Living With the Dead, by Kelley Armstrong
November 30, 2008
In Living With the Dead, Hope Armstrong and her boyfriend Karl Marsden take an extended trip to LA in order to spend time with Robyn. She’s Hope’s recently widowed, fully human best friend, and she works as a PR rep for an up-and-coming celebrity socialite. When Robyn’s client is killed, she makes several extremely bad decisions and becomes the main suspect in the murder investigation.
When she calls Hope and Karl for help, they use their respective chaos half-demon and werewolf skills to find out what really happened. The search involves a secretive group of supernaturals, a powerful Cabal, a ghost, and a cop with a tiny dose of necromancy ability. As the case unfolds, clearing Robyn starts to seem less important than keeping her alive. All this is made more complicated by the fact that they’re trying to keep Robyn in the dark about the supernatural world.
The setup was good, with the only exception being Robyn’s emo tragedy scrapbook. The famous client was surprisingly sympathetic, and it was a relief to see that Hope and Karl were more settled as a couple. I liked that there were supernaturally unaware characters around who were trying to make sense of some of the things that they saw. But after the first murder, the book fell into an exhausting pattern of hunts, chases, and ambushes. The occasional quiet scenes did little to break up the pace, which was so hectic that events often seemed to sweep by and leave little trace. For example, I would have liked to see Robyn react a little more to the things going on around her, especially to her employer’s murder.
Some parts of the investigation got tedious, because so many of the character interactions involved constant suspicion and paranoia. This might have been a bit more tolerable if one of the most mistrusted people wasn’t also one of the many point of view characters. By the end of the book, I’d spent so much time seeing events through his eyes that it was annoying to hear the other characters constantly questioning his motives. More trust between the people who should have been on the same side would have made the book feel a little more cohesive and would have really helped the investigative side of things.
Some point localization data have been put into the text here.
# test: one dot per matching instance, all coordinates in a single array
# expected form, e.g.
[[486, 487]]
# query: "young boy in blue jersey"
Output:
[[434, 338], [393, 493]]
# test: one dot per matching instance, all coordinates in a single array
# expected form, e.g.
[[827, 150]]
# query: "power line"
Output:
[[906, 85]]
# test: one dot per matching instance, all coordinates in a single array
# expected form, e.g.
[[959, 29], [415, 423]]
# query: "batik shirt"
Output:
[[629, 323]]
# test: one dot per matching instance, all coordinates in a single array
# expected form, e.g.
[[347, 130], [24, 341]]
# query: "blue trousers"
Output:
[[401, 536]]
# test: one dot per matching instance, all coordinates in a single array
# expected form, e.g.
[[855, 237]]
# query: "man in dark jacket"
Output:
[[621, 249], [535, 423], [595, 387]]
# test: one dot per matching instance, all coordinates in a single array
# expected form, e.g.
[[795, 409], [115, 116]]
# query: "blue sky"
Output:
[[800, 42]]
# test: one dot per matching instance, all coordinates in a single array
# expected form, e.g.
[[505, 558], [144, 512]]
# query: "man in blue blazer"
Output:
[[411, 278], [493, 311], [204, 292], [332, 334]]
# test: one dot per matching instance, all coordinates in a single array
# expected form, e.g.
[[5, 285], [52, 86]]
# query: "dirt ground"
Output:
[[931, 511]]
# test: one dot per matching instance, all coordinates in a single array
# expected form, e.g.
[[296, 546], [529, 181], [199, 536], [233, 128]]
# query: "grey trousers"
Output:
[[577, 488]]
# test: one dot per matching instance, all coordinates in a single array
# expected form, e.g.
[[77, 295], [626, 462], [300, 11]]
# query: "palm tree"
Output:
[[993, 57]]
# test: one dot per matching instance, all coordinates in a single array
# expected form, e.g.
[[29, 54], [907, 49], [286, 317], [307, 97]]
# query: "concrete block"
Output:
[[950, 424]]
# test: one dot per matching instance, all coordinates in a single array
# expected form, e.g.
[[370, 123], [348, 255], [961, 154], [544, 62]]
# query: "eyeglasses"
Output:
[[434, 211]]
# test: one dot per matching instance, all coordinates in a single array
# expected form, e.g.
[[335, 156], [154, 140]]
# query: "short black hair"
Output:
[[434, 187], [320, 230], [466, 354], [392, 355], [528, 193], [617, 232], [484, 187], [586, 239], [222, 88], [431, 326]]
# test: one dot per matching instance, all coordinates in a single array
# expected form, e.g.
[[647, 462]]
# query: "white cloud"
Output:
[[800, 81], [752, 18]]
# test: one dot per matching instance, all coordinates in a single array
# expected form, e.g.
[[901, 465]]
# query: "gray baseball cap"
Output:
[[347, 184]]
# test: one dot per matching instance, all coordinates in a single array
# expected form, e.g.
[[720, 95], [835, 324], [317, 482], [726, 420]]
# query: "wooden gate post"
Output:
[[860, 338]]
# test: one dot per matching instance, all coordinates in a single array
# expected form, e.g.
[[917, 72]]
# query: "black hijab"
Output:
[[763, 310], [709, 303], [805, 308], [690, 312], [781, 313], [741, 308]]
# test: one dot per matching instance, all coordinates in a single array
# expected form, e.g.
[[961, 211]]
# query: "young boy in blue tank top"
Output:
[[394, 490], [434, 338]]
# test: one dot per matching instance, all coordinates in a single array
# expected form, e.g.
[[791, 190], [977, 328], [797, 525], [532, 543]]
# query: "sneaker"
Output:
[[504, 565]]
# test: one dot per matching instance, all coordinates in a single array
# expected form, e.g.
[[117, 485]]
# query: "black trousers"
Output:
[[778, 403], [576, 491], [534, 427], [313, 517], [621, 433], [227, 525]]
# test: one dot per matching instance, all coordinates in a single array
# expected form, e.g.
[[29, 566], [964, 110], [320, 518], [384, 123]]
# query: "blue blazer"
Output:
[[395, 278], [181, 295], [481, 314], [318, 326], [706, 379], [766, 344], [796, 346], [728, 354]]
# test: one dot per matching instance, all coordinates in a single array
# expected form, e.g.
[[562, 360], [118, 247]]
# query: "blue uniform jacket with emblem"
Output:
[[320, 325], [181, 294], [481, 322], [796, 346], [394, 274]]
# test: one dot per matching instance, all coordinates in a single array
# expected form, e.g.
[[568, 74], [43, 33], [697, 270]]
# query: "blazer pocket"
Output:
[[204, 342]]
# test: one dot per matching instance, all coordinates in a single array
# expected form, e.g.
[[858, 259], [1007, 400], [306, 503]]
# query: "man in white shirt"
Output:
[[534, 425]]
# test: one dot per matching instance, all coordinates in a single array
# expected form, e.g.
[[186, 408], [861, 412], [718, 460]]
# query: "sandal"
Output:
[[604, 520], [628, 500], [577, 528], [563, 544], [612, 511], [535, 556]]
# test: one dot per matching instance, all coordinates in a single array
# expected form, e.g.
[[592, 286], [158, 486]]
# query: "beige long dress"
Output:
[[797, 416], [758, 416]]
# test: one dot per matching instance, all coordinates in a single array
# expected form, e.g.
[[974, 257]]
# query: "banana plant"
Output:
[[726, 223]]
A lot of the heavy mystery or action scenes seemed vague because of sketchy description. Considering the twisty plot and number of supporting characters, we needed clearer details. For example, when a new side character was introduced, I had to look back through the rest of the novel to realize that he had already been noticed by the main characters. I was confusing this new mystery man with one of the other (many) people who had been hovering around the protagonists.
I’m sad to say that this is the second Women of the Otherworld book in a row that I really didn’t care for. Maybe I just don’t like Hope books? I really enjoyed her introduction story in the Dates From Hell anthology, and her power set is pretty intriguing. But her half-demon powers are also one of the things I find frustrating about her. Hope has been around for awhile now, but I still don’t feel like I have a handle on her powers. I get the basic concept of both her abilities and her chaos hunger. But they’re a lot more abstract than the powers of Armstrong’s other characters and I just don’t feel like they’ve been described effectively enough.
Hope is clearly not my favorite character from this series, though I liked her better this time around than I did in Personal Demon. But my biggest problem with Living With the Dead was that I thought all the chases and mysteries and plots and suspicion were over-complicated and bogged down the good parts of the story. I think the book would have benefited from fewer characters, points of view, and side plots, and a little more attention to detail.